Sugar might be at the cusp of another huge rally for the second time in as many years.

Like corn in the United States, sugar-based ethanol in Brazil is drawing more supply away from Brazilian kitchens and into automobiles. Brazilian sugar-based ethanol is far more popular than corn-based ethanol in the United States and has long been an important input in gasoline blends.

Brazil, the world’s largest producer of sugar, is approaching an output shortfall for the first time since 2006. More than 50% of the world’s sugar supply emanates from Brazil. India is the largest importer of sugar.

But the shortfall isn’t because of blending ethanol into gasoline. It’s Mother Nature.

Over the last 12 months, world sugar prices have rallied 41.5% and are poised to rise higher as bad weather hits Brazil’s cane crop this year.

Sugar is notoriously volatile. The staple crashed 43% from February to May before recovering to $0.27 cents recently.

Once again, volatile weather patterns have adversely impacted an important crop.

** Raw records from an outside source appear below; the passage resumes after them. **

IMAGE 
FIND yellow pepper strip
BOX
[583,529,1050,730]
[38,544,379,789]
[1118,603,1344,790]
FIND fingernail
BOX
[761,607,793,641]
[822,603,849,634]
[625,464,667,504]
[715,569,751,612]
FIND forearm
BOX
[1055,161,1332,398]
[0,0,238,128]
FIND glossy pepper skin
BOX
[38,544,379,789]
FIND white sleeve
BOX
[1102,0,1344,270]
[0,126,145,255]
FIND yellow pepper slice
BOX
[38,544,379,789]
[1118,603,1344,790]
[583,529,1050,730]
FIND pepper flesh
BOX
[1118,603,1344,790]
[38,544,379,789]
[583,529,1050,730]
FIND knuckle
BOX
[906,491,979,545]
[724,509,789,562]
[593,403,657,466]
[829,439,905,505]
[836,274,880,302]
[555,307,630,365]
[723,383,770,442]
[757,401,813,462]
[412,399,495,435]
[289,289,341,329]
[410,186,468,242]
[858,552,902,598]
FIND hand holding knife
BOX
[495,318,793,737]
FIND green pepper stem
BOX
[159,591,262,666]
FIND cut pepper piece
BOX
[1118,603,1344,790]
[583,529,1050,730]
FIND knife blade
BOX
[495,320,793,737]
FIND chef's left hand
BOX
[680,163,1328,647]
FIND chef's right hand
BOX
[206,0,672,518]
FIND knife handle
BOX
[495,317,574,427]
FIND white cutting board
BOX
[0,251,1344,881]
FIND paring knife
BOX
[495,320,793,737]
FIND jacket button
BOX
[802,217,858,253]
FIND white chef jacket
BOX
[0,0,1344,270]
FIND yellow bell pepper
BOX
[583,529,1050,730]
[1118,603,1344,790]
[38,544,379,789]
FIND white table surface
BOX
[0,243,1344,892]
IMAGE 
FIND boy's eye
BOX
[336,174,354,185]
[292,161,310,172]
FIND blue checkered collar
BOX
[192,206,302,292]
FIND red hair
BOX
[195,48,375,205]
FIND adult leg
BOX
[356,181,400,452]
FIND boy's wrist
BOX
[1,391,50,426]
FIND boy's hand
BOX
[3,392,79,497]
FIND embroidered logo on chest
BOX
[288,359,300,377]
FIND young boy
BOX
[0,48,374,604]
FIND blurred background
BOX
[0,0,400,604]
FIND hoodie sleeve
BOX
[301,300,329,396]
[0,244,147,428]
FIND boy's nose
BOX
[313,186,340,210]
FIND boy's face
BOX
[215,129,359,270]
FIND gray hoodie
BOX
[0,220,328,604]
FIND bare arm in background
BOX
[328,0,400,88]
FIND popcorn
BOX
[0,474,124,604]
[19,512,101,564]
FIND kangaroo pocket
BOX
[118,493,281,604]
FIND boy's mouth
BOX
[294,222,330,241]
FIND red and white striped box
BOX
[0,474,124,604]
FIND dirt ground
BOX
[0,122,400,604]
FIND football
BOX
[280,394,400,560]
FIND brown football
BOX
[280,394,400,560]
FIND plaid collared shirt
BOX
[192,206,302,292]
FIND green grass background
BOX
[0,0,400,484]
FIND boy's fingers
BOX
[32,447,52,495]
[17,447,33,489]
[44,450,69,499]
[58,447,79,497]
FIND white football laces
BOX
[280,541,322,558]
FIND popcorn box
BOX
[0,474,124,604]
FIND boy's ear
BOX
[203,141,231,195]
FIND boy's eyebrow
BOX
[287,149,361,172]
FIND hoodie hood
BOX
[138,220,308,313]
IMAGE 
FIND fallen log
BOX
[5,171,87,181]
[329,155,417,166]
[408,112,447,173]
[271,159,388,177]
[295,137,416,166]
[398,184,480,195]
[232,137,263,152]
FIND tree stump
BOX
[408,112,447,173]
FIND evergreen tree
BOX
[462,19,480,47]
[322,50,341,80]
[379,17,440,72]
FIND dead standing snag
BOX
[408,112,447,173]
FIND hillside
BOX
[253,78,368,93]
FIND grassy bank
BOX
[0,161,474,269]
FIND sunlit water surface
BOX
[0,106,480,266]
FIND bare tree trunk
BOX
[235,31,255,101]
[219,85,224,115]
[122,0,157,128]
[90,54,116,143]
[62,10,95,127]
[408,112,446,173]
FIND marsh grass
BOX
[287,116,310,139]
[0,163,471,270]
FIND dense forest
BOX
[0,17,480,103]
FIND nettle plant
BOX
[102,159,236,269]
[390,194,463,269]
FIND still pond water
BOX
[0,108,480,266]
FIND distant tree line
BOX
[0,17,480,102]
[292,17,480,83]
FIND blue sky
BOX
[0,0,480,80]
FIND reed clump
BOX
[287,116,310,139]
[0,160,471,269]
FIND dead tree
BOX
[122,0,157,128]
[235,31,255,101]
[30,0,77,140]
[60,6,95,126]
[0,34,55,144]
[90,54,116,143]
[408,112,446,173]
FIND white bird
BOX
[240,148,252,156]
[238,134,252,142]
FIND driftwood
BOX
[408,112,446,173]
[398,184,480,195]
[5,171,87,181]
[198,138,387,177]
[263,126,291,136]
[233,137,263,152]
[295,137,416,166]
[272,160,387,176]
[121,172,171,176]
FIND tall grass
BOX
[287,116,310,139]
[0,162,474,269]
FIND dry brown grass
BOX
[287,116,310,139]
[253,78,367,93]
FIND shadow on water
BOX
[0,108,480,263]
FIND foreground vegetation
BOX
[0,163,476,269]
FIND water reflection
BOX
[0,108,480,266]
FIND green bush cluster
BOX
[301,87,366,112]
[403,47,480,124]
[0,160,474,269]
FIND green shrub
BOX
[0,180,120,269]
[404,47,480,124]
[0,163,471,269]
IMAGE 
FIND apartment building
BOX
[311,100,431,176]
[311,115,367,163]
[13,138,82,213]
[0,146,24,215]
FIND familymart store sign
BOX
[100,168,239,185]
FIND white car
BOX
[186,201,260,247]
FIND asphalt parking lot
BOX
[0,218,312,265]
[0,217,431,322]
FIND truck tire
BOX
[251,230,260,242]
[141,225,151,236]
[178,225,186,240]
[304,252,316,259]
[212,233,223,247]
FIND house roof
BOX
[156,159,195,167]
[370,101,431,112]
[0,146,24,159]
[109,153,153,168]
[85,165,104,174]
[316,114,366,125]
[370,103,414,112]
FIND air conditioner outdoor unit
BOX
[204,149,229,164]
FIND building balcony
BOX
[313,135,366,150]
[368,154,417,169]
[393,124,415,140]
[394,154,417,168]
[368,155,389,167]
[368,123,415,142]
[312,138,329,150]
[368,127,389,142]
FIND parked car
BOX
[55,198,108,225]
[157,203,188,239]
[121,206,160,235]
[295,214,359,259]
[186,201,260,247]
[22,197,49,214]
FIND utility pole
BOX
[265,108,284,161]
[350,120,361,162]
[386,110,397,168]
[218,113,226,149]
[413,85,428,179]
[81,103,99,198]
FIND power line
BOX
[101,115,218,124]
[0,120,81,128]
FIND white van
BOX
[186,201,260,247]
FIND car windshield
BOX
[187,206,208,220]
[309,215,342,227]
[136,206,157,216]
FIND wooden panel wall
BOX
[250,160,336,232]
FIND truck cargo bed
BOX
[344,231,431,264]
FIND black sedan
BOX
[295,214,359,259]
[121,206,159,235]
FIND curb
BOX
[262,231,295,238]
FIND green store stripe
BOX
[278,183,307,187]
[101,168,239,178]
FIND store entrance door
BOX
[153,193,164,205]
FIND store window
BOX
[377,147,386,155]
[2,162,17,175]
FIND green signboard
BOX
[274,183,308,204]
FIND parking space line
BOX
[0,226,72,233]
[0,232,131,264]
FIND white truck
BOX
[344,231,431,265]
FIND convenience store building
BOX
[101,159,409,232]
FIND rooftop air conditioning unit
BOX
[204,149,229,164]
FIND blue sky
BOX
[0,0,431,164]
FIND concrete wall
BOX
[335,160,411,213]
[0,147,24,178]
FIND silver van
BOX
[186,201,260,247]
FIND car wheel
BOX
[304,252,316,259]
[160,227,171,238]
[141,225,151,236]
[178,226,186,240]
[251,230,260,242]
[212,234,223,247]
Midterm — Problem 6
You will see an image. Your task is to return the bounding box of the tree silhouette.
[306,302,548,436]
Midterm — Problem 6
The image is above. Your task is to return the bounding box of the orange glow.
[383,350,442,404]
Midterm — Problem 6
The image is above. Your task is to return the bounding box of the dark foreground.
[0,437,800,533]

Over the past four years a torrent of violent weather worldwide has either reduced or destroyed crops in the Americas, Europe and Asia, including Australia. Climate change is here to stay and the implications are higher food prices longer term. The United Nations Food & Agricultural Organization Index (FAO) hit an all-time high this spring before receding in May and June.
Even without damaged crops, global population growth will continue to exceed arable land production for the foreseeable future; combined with falling water tables the trend is dire.

The correction now underway in the agriculture space, including peripheral themes like potash and phosphate, are great buying opportunities. Grain processors, grain-handling and agricultural trading houses have all been slammed over the past four weeks. And grain prices have consolidated 10% to 30% since June. Now is the time to buy.